One of the outcomes of the "dialogue" meeting was for the president to throw a carrot to the opposition in order to mollify them and lessen their hostility towards the draft. He promised to submit any amendment by any opposition party to any article in the constitution to the new parliament once elected. It was another ruse since according to the new constitution, twenty percent of parliament members (or the president) could submit an amendment. But for the amendment to be even discussed, it needed a majority of support in both chambers, and for it to pass it required a super majority of two-thirds in both chambers, a tall order in any parliament dominated by the Islamists.
The opposition is split
The immediate reaction to the new declaration was euphoria by the president's supporters, and despair by the opposition. The main leaders of the opposition, Moussa, Sabbahi, and ElBaradei were defiant and continued to demand the cancellation of the referendum. But Ayman Noor and Essayed Badawi of the liberal Al-Ghad and Wafd Parties, respectively, accepted the call for dialogue and announced that they would participate in the referendum and recommend a no vote to their constituents. Similarly, the Strong Egypt Party and the April 6 Movement announced their participation with a strong appeal of a no vote by citing some problematic articles, especially those related to the role of the military, clauses linked to civil freedoms and protections, as well as social justice issues.
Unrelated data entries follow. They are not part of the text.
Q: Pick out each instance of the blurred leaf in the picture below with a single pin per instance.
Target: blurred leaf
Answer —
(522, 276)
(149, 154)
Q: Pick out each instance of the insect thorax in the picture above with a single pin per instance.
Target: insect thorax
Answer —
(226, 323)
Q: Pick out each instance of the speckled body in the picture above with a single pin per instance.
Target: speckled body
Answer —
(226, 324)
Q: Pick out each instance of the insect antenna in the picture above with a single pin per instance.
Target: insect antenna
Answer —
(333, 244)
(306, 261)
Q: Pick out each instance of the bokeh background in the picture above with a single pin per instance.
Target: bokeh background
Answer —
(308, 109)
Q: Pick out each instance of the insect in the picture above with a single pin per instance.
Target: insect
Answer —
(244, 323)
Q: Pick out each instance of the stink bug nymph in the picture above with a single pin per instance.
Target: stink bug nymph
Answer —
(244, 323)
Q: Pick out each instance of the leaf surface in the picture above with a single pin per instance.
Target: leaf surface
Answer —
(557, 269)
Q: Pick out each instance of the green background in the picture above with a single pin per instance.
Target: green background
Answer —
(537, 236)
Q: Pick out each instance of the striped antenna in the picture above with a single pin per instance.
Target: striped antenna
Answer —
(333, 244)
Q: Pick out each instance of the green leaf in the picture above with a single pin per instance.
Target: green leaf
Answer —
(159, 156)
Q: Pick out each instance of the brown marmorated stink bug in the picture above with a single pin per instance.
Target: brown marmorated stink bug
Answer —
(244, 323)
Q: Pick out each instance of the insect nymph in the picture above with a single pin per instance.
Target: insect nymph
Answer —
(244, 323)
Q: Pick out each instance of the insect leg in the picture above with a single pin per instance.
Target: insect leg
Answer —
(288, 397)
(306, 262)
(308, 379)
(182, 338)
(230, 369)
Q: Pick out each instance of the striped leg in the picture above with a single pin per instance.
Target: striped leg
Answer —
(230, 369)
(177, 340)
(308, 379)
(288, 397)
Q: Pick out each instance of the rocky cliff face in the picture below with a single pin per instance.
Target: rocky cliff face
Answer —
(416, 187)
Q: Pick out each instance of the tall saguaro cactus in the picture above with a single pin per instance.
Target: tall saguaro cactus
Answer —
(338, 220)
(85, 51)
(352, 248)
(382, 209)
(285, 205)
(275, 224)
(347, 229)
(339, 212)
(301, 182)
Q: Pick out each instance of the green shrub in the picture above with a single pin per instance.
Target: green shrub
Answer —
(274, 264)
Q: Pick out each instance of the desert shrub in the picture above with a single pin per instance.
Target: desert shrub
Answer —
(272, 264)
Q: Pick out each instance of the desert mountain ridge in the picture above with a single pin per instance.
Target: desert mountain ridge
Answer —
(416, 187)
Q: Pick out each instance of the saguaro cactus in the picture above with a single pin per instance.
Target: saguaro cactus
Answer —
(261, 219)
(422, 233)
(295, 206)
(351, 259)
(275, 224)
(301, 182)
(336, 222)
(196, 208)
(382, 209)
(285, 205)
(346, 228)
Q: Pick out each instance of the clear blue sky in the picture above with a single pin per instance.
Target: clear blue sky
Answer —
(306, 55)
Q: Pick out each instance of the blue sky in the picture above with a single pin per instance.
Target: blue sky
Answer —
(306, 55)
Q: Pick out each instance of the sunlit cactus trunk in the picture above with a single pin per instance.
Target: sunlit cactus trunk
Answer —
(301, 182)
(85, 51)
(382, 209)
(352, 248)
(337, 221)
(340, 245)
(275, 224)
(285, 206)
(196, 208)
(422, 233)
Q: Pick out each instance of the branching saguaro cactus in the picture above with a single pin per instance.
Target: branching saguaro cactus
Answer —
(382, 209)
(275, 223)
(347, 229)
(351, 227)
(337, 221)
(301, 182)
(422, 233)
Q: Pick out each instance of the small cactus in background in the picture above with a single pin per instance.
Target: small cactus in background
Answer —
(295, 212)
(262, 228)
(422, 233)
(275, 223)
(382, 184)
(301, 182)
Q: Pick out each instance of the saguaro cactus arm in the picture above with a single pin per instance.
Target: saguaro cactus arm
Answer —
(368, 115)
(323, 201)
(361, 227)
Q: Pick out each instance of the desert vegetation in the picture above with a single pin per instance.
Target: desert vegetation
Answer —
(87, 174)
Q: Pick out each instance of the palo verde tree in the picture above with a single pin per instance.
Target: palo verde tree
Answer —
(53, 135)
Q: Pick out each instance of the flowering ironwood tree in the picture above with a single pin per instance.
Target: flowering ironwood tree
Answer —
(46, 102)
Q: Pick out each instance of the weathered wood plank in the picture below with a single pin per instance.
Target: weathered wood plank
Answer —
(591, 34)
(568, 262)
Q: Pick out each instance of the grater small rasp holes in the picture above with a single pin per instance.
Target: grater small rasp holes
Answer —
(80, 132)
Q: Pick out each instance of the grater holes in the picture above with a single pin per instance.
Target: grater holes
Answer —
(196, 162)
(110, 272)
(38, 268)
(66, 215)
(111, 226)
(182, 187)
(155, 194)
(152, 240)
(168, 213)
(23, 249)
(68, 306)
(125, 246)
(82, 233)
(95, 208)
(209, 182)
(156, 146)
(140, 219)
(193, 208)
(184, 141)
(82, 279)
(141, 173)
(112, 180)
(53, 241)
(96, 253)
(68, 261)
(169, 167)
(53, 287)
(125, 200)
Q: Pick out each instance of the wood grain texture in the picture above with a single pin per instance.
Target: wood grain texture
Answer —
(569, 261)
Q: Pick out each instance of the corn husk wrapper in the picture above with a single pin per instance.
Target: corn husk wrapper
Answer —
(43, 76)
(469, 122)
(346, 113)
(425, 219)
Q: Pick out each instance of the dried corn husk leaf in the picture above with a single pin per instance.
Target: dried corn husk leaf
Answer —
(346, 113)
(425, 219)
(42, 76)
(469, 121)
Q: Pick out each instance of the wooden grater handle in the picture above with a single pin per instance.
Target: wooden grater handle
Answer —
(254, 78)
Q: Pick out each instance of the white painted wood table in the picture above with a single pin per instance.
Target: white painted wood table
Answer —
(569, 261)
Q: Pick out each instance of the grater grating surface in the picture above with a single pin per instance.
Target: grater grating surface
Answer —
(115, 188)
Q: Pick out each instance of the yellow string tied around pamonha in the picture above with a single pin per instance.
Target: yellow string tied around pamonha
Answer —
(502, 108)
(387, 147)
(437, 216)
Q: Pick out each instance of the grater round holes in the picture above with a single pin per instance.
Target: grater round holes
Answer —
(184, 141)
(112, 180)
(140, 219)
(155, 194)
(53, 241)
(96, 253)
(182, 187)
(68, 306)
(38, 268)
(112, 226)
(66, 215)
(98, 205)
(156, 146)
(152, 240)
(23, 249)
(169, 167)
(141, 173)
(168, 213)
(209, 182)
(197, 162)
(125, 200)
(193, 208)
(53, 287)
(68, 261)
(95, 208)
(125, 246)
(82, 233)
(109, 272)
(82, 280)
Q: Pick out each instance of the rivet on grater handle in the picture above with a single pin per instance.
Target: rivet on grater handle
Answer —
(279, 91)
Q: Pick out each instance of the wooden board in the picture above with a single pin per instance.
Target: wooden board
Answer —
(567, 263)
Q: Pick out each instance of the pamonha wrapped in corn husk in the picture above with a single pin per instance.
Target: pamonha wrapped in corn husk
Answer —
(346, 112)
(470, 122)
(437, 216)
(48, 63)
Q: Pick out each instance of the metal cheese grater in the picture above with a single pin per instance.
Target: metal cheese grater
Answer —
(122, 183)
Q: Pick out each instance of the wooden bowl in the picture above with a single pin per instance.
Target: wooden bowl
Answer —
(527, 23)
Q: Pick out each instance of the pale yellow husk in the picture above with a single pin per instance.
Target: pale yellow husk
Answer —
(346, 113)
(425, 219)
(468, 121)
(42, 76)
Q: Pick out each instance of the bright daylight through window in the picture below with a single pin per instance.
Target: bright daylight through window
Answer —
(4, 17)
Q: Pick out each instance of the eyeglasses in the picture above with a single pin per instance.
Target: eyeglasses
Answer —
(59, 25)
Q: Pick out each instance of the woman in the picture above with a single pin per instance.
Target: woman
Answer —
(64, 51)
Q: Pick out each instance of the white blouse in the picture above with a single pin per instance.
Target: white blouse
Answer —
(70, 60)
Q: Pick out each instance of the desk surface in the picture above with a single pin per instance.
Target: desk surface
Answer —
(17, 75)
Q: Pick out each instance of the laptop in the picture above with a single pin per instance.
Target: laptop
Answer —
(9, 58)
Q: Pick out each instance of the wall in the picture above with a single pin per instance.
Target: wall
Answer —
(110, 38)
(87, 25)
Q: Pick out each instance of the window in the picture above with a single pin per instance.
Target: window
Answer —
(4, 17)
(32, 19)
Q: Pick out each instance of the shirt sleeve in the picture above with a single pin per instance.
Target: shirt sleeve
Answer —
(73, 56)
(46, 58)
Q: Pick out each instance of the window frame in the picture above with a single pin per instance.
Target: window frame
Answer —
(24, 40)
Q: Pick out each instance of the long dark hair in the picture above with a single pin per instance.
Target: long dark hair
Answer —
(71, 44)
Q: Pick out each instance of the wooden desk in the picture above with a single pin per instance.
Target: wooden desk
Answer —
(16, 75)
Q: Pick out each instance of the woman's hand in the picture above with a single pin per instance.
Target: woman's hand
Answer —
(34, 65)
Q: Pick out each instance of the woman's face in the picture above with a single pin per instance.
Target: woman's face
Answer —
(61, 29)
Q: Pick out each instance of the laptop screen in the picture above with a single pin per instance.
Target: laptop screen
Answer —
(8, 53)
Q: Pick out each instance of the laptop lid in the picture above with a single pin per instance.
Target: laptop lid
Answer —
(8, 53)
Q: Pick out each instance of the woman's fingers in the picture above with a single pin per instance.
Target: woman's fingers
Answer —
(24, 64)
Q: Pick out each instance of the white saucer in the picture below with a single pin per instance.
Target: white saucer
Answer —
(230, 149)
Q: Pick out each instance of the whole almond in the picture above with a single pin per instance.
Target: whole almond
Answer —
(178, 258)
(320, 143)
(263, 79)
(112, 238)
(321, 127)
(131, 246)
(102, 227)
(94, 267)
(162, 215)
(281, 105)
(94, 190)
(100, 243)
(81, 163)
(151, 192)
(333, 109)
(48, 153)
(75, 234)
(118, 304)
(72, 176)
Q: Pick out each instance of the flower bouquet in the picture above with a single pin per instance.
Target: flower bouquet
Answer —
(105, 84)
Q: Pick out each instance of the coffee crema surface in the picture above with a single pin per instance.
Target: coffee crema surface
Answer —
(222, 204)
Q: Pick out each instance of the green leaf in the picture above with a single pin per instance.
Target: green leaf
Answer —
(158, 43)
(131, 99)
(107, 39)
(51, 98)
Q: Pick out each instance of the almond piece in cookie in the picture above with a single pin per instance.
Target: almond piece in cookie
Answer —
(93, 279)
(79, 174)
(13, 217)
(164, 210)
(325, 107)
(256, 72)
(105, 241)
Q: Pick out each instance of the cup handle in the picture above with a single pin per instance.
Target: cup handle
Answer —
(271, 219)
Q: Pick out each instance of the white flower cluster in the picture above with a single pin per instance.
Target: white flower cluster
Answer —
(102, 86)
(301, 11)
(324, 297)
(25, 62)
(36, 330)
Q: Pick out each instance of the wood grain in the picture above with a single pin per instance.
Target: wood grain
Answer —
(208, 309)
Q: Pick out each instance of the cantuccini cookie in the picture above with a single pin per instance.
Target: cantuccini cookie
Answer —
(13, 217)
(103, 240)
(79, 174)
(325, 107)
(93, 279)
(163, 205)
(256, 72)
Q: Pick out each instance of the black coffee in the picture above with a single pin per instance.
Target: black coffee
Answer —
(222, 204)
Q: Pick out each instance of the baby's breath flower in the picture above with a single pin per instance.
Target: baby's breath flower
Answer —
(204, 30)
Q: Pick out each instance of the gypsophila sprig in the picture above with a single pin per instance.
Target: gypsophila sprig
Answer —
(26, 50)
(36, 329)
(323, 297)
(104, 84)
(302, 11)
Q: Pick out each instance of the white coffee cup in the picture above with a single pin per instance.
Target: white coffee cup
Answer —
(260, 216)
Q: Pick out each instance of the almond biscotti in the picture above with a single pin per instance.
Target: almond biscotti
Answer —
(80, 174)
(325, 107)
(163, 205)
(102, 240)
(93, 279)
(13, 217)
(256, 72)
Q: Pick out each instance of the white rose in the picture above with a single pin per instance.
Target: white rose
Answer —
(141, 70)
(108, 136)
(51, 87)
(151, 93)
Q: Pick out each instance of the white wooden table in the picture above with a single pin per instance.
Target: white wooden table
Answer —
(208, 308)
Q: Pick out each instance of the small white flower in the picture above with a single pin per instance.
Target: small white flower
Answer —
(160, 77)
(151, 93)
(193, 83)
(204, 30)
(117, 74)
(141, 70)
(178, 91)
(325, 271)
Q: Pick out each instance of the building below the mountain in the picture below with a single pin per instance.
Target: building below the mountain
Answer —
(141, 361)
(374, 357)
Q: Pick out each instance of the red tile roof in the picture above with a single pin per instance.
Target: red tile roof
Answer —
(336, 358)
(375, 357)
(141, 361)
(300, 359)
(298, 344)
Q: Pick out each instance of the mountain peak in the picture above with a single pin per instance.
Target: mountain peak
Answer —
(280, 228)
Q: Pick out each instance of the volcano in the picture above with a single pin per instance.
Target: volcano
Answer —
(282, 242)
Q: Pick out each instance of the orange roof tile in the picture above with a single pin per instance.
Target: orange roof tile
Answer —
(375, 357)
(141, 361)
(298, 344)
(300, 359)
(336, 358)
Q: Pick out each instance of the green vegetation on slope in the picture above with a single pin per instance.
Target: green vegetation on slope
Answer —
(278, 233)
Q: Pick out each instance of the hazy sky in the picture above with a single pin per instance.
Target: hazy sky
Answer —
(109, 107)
After it became clear through public opinion polls and the participation of enough judges to supervise the referendum, even the NSF call for its cancellation had fizzled, as the main opposition group asked its supporters to go to the polls and cast a no vote. Meanwhile, thousands of supporters of the MB continued to besiege the SCC building for a second week, fearing that it might rule the CCA's composition as unconstitutional in the intervening time between the new decree and the referendum. Simultaneously, thousands of opposition supporters camped around the presidential palace calling for the impeachment of the president and an end to MB rule.
Losers but no winners
For the past three weeks, Egypt has been in turmoil. Its political structure has fractured almost fatally. The political order has become a zero-sum game. During the beginning of the crisis, the opposition thought that they had Morsi and his MB supporters on the ropes. They exploited the decree overreach by the president in order to bring him down. They refused to compromise, negotiate, or even meet. Their opposition was never about the decree or the constitution. One of their leaders, Dr. Osama Al-Ghazali Harb, even stated in a moment of candor during a December 10 press conference, that the demonstrations were about bringing down the rule of Morsi and the MB. Sabbahi and ElBaradei also said as much during their speeches throughout the crisis as they declared that the president had lost his legitimacy. In a last ditch effort to stop the momentum of the referendum, the opposition called for a massive demonstration in front of the presidential palace on December 11. Although there were thousands of angry protesters, the numbers were much smaller than they had been in previous demonstrations. But this protest framed the issue as an opposition to dictatorship, an enormous mischaracterization of reality. Morsi who has been in power for less than six months has hardly been successful in controlling the levers of power in the country including the army, the security forces, the economy, the media, or the state bureaucracy.